Eye on the Industry

Tilly’s visit Bauma in Munich

Bauma crowd pic

The world has finally opened up again, affording the Australian heavy equipment industry the opportunity to reconnect and catch up on international happenings at Bauma Munich.

Bauma Munich is one of the premier global trade shows showcasing all things construction, and members of the Tilly’s Toowoomba team were fortunate to visit again after a lengthy absence.
With around 3,200 exhibitors from 60 countries occupying 614,000m2 of space, it is a mammoth task for the 495,000 visitors from over 200 countries to cover all that ground, but is well worth the effort. The scale of the event alone is something to behold but more importantly, gaining current information on how the industry is trending is invaluable.

ELECTRICALLY POWERED MACHINERY

Technology is always at the forefront of these trade shows and this year was no exception, with less emphasis on autonomous machinery and a significant showing of electrically powered machinery. All the major original equipment manufacturers like Caterpillar, Komatsu, John Deere and of course the big player in that part of the world, Liebherr, displayed a broad range of machinery using electric-powered motors rather than the traditional diesel- powered option.

One of the most notable and impressive machines at the show this year was Komatsu’s PC4000 full electric excavator. Electrical power is clearly the trend moving forward, and it will be very interesting to watch how this technology filters into the Australian market and how long that impact will take.
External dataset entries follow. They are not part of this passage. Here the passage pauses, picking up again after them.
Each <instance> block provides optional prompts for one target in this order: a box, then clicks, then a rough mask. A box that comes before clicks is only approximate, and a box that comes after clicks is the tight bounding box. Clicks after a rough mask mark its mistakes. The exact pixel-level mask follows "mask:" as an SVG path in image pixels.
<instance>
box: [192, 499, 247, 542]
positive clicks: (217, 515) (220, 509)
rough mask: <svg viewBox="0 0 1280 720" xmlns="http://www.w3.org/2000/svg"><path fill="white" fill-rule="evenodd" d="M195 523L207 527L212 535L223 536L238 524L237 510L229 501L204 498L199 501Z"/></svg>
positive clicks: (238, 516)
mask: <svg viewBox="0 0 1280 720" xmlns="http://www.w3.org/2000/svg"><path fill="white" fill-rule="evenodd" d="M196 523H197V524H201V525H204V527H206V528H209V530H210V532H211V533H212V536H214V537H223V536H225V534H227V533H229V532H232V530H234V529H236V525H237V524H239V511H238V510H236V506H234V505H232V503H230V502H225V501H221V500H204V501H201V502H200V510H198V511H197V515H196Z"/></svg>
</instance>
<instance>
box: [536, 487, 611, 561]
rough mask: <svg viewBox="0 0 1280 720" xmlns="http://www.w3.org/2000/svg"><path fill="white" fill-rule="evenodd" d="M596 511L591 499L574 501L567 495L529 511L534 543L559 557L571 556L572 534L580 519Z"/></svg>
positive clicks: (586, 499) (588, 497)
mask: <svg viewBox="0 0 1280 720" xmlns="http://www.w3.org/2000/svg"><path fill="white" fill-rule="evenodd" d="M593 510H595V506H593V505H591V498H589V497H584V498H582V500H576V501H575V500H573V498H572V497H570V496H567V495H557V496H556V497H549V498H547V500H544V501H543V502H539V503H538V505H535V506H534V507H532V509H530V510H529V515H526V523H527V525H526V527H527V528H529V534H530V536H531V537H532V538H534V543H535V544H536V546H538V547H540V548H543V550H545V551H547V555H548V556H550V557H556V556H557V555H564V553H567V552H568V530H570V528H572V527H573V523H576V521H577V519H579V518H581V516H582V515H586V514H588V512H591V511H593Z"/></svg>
Interestingly, having the opportunity to meet and talk to many Europeans at the show, there is a genuine concern in that region about the availability of power for the coming winter, given the current situation in Ukraine. The general public are really worried about simply heating their homes, which does beg the question: how are these electric machines going to be charged?

Cat electric machine

UPCOMING TRENDS

Although there is a real sense of life returning to normal when surrounded by that many people, there was a glaring omission noticeable at this show and that was the Chinese manufacturers. It could be argued that it was a direct result of Bauma Shanghai being scheduled for November, which was subsequently cancelled. However, it more closely resembled what we are experiencing in the global market with a number of lockdowns still being enforced across China. That being said, on the positive side, there does seem to be a general consensus – even optimism – that the freight issues and pricing out of China are improving. Not yet to pre-COVID prices, but heading in the right direction.
Either due to the lack of Chinese presence, or just through an intended promotional
campaign, it was also very noticeable that the Turkish contingent was well represented in Munich. Without getting too far ahead of the game, the Turkish manufacturers have managed to introduce a number of products into existing distribution channels and are already making an impact.
Could Turkey be a major alternative for multiple product lines currently sourced out of China, given the changing Chinese environment? Unlike perception or previous experience, they certainly do seem to have a far greater focus on quality assurance and might be answering some of the questions end users have been asking for some time.
The Tilly’s team suggests that watching this space will be very interesting for the Australian industry.
From the huge 120m telescope truck- mounted crane to the toy-like PC01E with Honda replaceable battery packs, there certainly was something at Bauma for everyone in the construction, civil and infrastructure industries.

The event once again provided a great opportunity to enjoy face-to-face conversations with current suppliers and manufacturers to strengthen business relationships, alongside the opportunity to discover new business ideas and supply lines to grow the Australian market. Finally, observing the trends and the direction the European markets are taking gives a fair indication of the inevitable changes the Australian industry can expect in the longer term.